O pior é que a ideia geral não era ruim. Unir a esperteza e o mistério de uma história à la Agatha Christie com o jeito inofensivo do que Sandler faz poderia resultar em algo até certo ponto original ou com alguma funcionalidade, mas a verdade (longe de ser absoluta) é que Mistério no Mediterrâneo demonstra que não há acordo entre as partes: O mistério faz a comédia perder a graça e a comédia faz o mistério perder relevância.
Para alguém como eu, que acredita no trabalho de Sandler; que o vê como um ator que já se provou muito além da fama (vide Embriagado de Amor, Reine Sobre Mim, o já exposto Os Meyerowitz: Família Não se Escolhe e outros); que criou – como uma brincadeira (dado o status de indiferença ou de ame-o ou deixe-o que ele tem) – o bônus Adam Sandler em cada lista de melhores, constatar mais uma produção perto de sofrível protagonizada por ele é doloroso.
Até mesmo as tentativas, tão queridas pelo ator, de ser socialmente relevante são arremessadas na trama como se o roteirista estivesse sacaneando: Vou colocar qualquer coisa sobre ela ser cabelereira para ele menosprezar isso e causar uma intriga... e depois vou usar isso de trunfo. Chego a escutar Vanderbilt sussurrando isso no meu ouvido. E os arrepios são intensos por motivos de Acorde, criatura! Você tem toda uma carreira pela frente!
Devoção
No fim, a relação com a escritora inglesa criadora do fantástico detetive Hercule Poirot e a referência tornam-se bem evidentes (e visualmente direta antes dos créditos). Mas a história fica bem longe de fazer jus.
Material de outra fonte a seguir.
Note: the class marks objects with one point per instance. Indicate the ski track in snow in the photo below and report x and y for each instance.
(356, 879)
É toda pinçada de maneira tonta de O Assassinato no Expresso do Oriente. E acaba clichê demais (longe de somente optar pelas convenções do gênero), honrando à falta de criatividade do título original Murder Mystery (Mistério do Assassinato em tradução livre).
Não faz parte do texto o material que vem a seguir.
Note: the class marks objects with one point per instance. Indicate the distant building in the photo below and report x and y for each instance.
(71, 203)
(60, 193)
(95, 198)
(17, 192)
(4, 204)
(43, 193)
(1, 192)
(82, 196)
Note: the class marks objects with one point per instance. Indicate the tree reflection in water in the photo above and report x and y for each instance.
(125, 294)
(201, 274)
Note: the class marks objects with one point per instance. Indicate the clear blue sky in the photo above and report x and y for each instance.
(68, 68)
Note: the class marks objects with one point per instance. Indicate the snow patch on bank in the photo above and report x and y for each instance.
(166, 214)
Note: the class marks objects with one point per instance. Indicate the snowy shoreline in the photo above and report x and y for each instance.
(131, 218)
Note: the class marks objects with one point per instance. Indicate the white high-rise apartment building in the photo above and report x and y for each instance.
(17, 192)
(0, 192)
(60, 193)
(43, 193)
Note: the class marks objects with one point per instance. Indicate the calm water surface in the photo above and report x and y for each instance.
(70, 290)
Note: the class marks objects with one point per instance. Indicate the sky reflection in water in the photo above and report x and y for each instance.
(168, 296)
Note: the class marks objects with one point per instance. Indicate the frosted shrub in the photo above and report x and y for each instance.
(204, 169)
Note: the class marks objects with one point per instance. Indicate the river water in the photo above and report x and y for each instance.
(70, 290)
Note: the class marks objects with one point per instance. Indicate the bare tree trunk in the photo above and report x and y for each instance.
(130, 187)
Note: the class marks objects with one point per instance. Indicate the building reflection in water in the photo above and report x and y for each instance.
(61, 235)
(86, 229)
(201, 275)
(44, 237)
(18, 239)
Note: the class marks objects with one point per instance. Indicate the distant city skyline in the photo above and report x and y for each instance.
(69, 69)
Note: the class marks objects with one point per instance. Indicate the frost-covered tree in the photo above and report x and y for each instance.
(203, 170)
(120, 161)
No mais, para surpreender como todo filme de detetive que se preze, Mistério no Mediterrâneo pode divertir sim. Mas talvez seja necessária a disposição de colocar o cérebro no colo e fazer carinho nele como a um gatinho. É um exercício de muita devoção e que exige prática, mas que pode surtir, enfim, algumas risadas.
Eu acho que consegui. Com algumas sequelas, mas sem a ajuda de aparelhos.